Ces enjeux, bien que non exclusifs à Aave, poussent certains acteurs comme Morpho à chercher la formule idéale pour que la DeFi séduise enfin les institutions financières, sans pour autant sacrifier ses principes de décentralisation et d'accessibilité.
La nouvelle génération d’infrastructures avec Morpho Bien qu'il soit tentant d'opposer Morpho et Aave, ces deux structures ne sont pas en concurrence directe. Néanmoins, à terme, Morpho pourrait indirectement grignoter des parts de marché à Aave.
Conçu en 2021, le projet s'est forgé une solide réputation grâce à une levée de fonds de 18 millions de dollars en 2022 — un record pour un projet étudiant, surpassant même Facebook. Des investisseurs prestigieux, tels que le fonds de capital-risque américain Andreessen Horowitz (a16z), ont été séduits. Cet été, Morpho Labs a annoncé une nouvelle levée de 50 millions de dollars , menée par Ribbit Capital.
Initialement, avec Morpho Optimizer, Morpho se contentait de se connecter aux grands protocoles de prêt comme Aave et Compound pour optimiser leurs taux. “Mais nous avons rapidement atteint les limites du système”, explique Paul Frambot, PDG de Morpho Labs.
En début d'année, la start-up a lancé "Morpho Blue", un protocole d'infrastructure permettant à quiconque de créer des pools de liquidité, voire des protocoles entiers comme Aave, à partir de sa stack technique immuable.

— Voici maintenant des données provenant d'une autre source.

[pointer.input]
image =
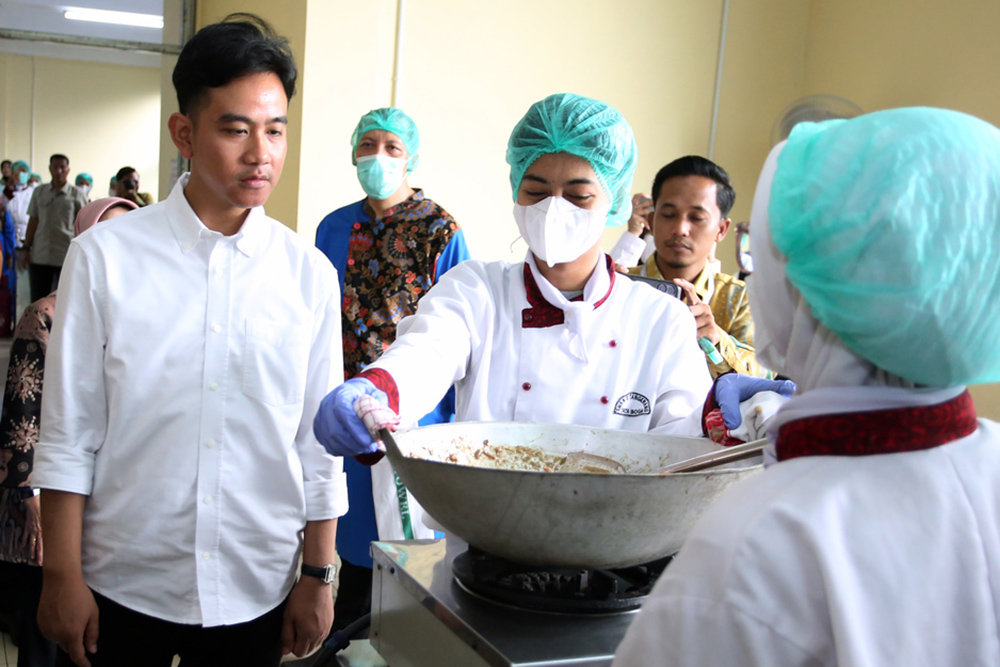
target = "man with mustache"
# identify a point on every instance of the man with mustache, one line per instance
(692, 198)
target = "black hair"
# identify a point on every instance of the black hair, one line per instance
(239, 45)
(122, 173)
(695, 165)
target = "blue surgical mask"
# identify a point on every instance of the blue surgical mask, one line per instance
(381, 175)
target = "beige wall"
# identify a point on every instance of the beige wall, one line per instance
(102, 116)
(896, 53)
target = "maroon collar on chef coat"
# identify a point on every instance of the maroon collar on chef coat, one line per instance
(878, 431)
(543, 314)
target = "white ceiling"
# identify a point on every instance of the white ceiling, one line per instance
(47, 16)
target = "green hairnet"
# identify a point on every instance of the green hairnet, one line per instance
(890, 223)
(392, 120)
(595, 131)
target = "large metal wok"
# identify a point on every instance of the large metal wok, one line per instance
(554, 519)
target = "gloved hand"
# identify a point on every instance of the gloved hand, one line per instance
(337, 424)
(732, 389)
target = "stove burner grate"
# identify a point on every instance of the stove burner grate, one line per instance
(556, 590)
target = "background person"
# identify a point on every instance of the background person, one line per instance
(127, 187)
(388, 249)
(692, 198)
(20, 528)
(874, 538)
(85, 183)
(52, 210)
(210, 417)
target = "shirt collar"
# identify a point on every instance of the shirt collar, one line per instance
(703, 284)
(189, 230)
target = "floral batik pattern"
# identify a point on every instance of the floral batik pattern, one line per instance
(22, 407)
(391, 263)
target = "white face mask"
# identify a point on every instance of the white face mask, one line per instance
(557, 231)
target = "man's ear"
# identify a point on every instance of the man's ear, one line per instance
(724, 225)
(181, 132)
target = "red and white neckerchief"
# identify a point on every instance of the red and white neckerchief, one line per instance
(549, 307)
(888, 431)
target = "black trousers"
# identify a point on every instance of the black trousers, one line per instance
(24, 584)
(43, 280)
(354, 596)
(127, 638)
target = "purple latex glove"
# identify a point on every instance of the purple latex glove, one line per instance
(337, 425)
(732, 389)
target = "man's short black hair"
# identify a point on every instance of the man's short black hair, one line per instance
(695, 165)
(241, 44)
(122, 173)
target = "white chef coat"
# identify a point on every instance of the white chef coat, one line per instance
(880, 560)
(644, 371)
(181, 380)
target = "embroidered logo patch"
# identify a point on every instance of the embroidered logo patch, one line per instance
(632, 405)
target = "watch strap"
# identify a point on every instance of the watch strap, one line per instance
(324, 574)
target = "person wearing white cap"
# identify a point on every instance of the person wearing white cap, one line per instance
(874, 539)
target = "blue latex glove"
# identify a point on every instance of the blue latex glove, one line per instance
(732, 389)
(337, 425)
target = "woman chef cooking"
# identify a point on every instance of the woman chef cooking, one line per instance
(560, 337)
(875, 539)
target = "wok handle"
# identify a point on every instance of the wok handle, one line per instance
(390, 443)
(728, 455)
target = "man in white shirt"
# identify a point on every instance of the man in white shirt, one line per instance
(192, 344)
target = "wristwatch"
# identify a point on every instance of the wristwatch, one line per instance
(324, 574)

“Si une institution financière souhaite utiliser Aave, elle se heurtera à de nombreuses contraintes, n'ayant pas la main sur la plupart des paramètres de risque ou de conformité. Avec Morpho Blue, les acteurs traditionnels peuvent créer des pools de liquidité, voire des protocoles entiers comme Aave, tout en maîtrisant l'ensemble du processus”, explique Paul Frambot.
Ces derniers mois, Morpho a réussi à attirer des acteurs historiques de la gestion du risque d'Aave, tels que Gauntlet et Block Analitica. Selon un investisseur très actif en DeFi, ces derniers seraient “bien tentés de recréer des Aave, mais à leur sauce et bien plus optimisés”. Ainsi, si Morpho n'est pas à proprement parler un concurrent d'Aave, il pourrait rapidement le devenir.

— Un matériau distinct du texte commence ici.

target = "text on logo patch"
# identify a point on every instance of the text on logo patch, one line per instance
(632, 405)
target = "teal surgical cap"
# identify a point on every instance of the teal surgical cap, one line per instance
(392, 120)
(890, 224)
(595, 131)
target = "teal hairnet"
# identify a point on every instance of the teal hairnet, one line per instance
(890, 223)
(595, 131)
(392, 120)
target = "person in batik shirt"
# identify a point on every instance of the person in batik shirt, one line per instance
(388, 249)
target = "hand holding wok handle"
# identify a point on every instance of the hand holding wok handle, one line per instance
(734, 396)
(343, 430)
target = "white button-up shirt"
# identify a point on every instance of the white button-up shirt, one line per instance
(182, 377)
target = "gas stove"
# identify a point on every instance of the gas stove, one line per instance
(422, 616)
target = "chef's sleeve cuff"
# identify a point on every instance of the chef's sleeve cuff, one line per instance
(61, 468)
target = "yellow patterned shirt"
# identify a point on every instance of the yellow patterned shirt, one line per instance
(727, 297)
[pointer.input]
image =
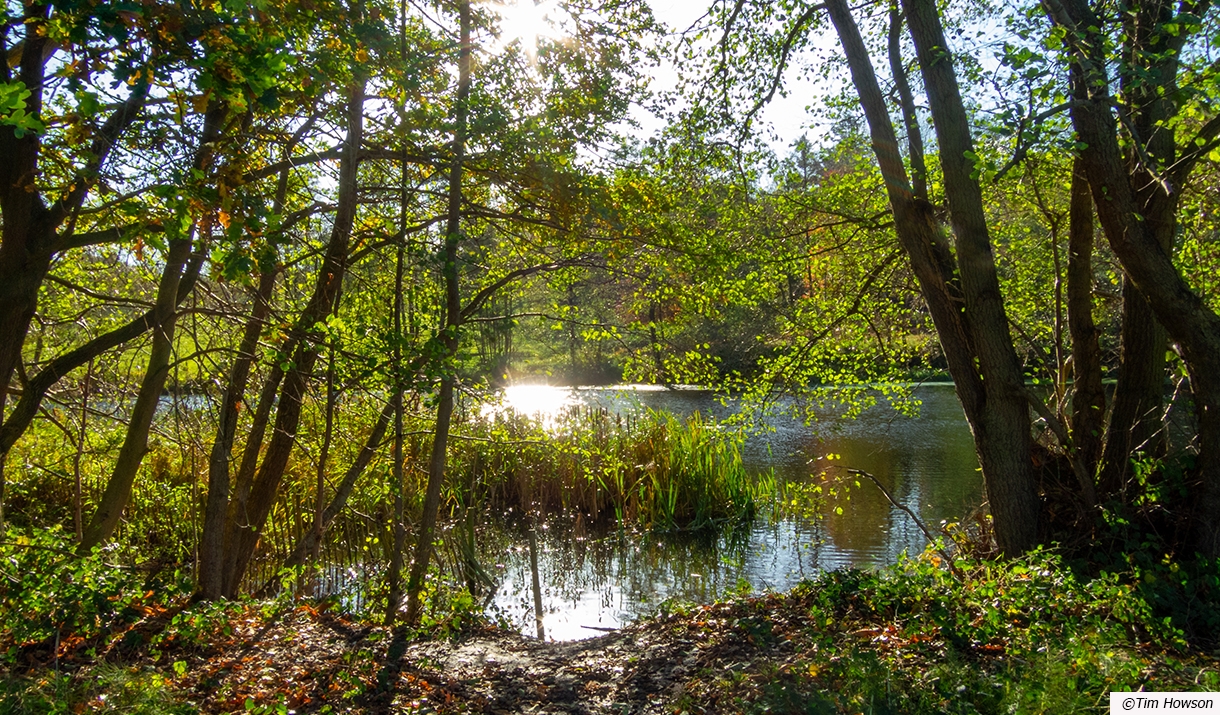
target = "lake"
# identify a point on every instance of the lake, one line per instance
(595, 581)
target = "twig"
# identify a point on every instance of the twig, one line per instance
(957, 572)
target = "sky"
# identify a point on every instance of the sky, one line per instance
(786, 116)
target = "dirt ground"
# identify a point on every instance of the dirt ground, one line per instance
(314, 661)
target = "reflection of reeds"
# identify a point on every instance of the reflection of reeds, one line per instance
(649, 469)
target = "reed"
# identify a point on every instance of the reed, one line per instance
(648, 469)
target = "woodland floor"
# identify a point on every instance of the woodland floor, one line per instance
(828, 648)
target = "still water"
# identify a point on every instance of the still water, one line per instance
(597, 581)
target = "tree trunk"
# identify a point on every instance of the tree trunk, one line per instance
(1088, 394)
(211, 552)
(997, 438)
(1186, 317)
(29, 232)
(26, 409)
(1135, 420)
(248, 513)
(448, 337)
(1002, 436)
(118, 488)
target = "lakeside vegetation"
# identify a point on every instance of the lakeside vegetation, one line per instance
(264, 264)
(1032, 635)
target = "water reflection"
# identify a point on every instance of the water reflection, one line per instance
(606, 580)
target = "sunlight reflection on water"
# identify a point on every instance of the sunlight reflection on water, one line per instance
(610, 578)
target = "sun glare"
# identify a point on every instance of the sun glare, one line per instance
(525, 22)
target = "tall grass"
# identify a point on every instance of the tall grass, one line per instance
(645, 470)
(648, 469)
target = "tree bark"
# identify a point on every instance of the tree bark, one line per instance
(1088, 394)
(211, 552)
(118, 487)
(29, 236)
(997, 438)
(249, 511)
(26, 409)
(448, 336)
(1186, 317)
(1002, 437)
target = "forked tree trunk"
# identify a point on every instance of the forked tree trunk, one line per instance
(1186, 317)
(131, 454)
(249, 509)
(211, 552)
(1002, 434)
(448, 336)
(118, 487)
(1088, 394)
(997, 428)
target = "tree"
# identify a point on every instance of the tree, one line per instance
(1138, 150)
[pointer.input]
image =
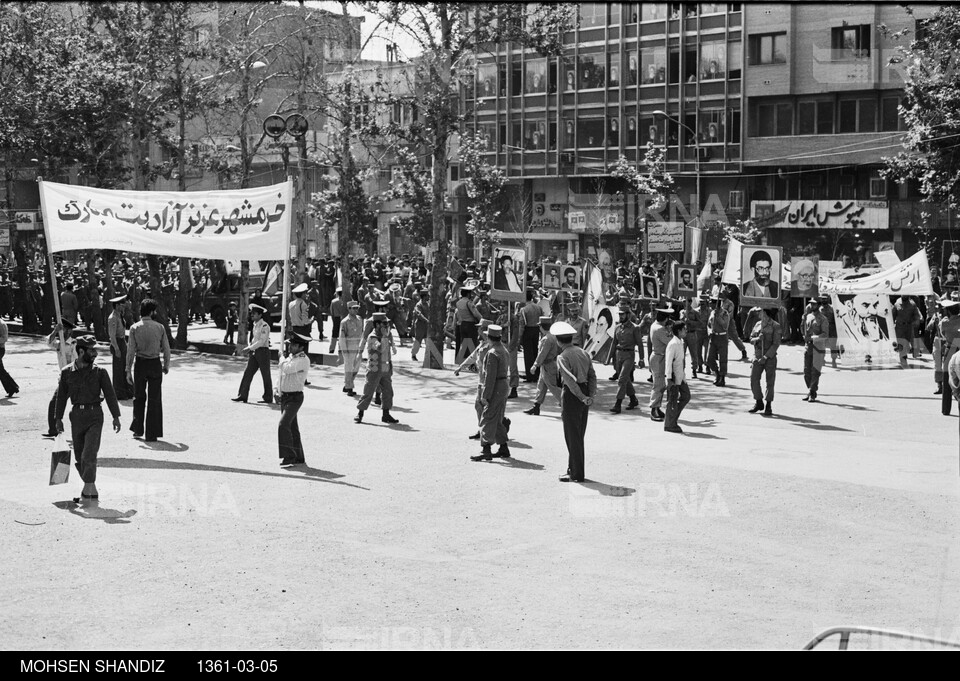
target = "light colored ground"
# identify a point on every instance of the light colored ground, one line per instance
(746, 532)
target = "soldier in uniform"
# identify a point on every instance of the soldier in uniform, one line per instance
(816, 331)
(258, 357)
(86, 385)
(765, 335)
(546, 362)
(626, 340)
(949, 333)
(117, 334)
(379, 369)
(493, 397)
(579, 386)
(660, 336)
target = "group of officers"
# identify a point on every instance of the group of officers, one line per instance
(556, 360)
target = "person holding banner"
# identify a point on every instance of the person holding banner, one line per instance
(258, 357)
(148, 342)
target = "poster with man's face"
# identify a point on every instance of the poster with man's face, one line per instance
(760, 276)
(686, 281)
(508, 269)
(804, 276)
(550, 278)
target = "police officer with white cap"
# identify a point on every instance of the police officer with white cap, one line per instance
(258, 357)
(579, 386)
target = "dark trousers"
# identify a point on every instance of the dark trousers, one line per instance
(768, 367)
(120, 385)
(678, 396)
(9, 385)
(813, 360)
(467, 332)
(147, 398)
(288, 432)
(529, 341)
(574, 414)
(259, 359)
(86, 425)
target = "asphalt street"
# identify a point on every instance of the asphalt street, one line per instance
(746, 531)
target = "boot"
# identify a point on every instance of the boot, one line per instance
(484, 455)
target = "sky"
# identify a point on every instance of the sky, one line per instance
(376, 47)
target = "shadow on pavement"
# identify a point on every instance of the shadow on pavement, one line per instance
(312, 473)
(94, 511)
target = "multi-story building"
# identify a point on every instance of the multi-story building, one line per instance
(757, 106)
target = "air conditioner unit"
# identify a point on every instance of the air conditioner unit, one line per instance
(878, 188)
(735, 201)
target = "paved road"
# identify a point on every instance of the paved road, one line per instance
(745, 532)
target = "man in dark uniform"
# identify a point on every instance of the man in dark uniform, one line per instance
(579, 386)
(493, 397)
(85, 384)
(626, 340)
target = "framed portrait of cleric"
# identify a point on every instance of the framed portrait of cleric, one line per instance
(686, 281)
(649, 288)
(804, 276)
(550, 277)
(508, 274)
(760, 276)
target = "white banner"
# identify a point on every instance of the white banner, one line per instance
(910, 278)
(865, 334)
(242, 224)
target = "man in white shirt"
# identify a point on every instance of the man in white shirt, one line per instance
(678, 392)
(294, 367)
(258, 357)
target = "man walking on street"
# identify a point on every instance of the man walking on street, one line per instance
(148, 359)
(765, 336)
(258, 358)
(816, 330)
(579, 386)
(294, 367)
(626, 340)
(86, 386)
(678, 392)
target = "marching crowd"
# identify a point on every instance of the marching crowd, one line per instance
(676, 340)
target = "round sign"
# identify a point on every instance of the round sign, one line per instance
(274, 125)
(297, 125)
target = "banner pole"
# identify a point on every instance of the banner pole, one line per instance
(53, 273)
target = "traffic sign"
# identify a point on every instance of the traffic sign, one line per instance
(274, 125)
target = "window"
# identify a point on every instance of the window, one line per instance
(591, 70)
(653, 64)
(768, 49)
(656, 11)
(613, 70)
(590, 132)
(487, 80)
(851, 42)
(889, 114)
(713, 60)
(858, 115)
(711, 126)
(535, 76)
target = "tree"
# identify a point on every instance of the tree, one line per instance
(929, 107)
(448, 36)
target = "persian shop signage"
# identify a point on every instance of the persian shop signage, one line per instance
(830, 214)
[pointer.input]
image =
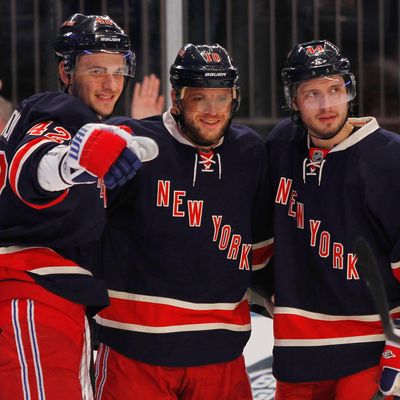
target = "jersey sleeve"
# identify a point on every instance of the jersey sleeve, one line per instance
(262, 248)
(41, 123)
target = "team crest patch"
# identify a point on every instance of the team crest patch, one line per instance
(317, 155)
(388, 354)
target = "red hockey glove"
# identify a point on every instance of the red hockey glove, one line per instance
(390, 362)
(94, 151)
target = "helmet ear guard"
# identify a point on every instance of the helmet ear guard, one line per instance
(310, 60)
(85, 34)
(205, 66)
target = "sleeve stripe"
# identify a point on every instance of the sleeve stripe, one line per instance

“À terme, Morpho pourrait former un ensemble homogène accessible via une interface web, les utilisateurs ne percevant pas la complexité du système en coulisse”, poursuit-il.
Morpho Labs a également choisi de limiter le pouvoir de la DAO, qui ne peut pas, par exemple, modifier directement les paramètres des marchés ou des pools lancés sur le protocole.
“Si les DAO favorisent la transparence et l'inclusion, elles ont aussi démontré de nombreuses inefficacités. De plus, leur gouvernance se retrouve souvent sous l'influence d'un individu ou d'un petit groupe ayant la mainmise sur l'ensemble du protocole”, observe Sébastien Dérivaux.
Bien que le protocole lancé par Morpho Labs semble plus adapté à l'arrivée des institutionnels en DeFi, il reste aujourd'hui loin derrière Aave. Sa TVL (valeur totale verrouillée) s'élève à un peu moins de 2 milliards de dollars, soit dix fois moins que celle d'Aave.
De plus, Morpho Labs ne perçoit actuellement aucun revenu généré par le protocole. Paul Frambot assume ce choix : “Si nous activions les frais, les gestionnaires de vault pourraient remettre en question notre valeur ajoutée. Ils pourraient simplement copier notre code et recréer la même chose sans frais. Ce n'est qu'une fois l'effet de réseau établi que le mécanisme de frais (fee switch ) pourra être activé par la DAO”.